Project description:This study investigated the distribution of antibiotic resistant Escherichia coli (E. coli) and examined the possible relationship between water quality parameters and antibiotic resistance from two different drinking water sources (the Qiantang River and the Dongtiao Stream) in Hangzhou city of China. E. coli isolates were tested for their susceptibility to 18 antibiotics. Most of the isolates were resistant to tetracycline (TE), followed by ampicillin (AM), piperacillin (PIP), trimethoprim/sulfamethoxazole (SXT), and chloramphenicol (C). The antibiotic resistance rate of E. coli isolates from two water sources was similar; For E. coli isolates from the Qiantang River, their antibiotic resistance rates decreased from up- to downstream. Seasonally, the dry and wet season had little impact on antibiotic resistance. Spearman's rank correlation revealed significant correlation between resistance to TE and phenicols or ciprofloxacin (CIP), as well as quinolones (ciprofloxacin and levofloxacin) and cephalosporins or gentamicin (GM).

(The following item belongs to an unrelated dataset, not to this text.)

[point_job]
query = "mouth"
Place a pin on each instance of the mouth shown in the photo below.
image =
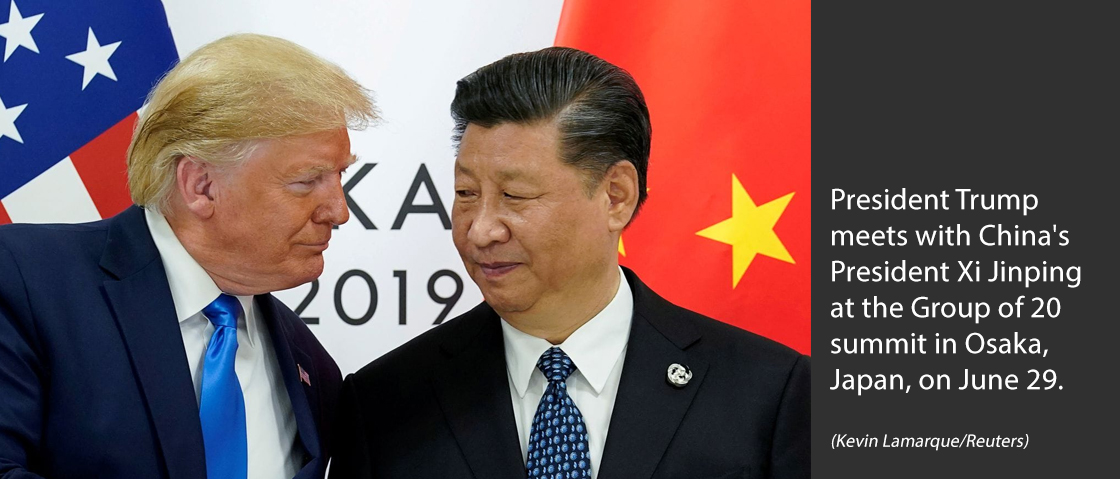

Pearson's chi-square tests found certain water parameters such as nutrient concentration were strongly associated with resistance to some of the antibiotics. In addition, tet genes were detected from all 82 TE-resistant E. coli isolates, and most of the isolates (81.87%) contained multiple tet genes, which displayed 14 different combinations. Collectively, this study provided baseline data on antibiotic resistance of drinking water sources in Hangzhou city, which indicates drinking water sources could be the reservoir of antibiotic resistance, potentially presenting a public health risk.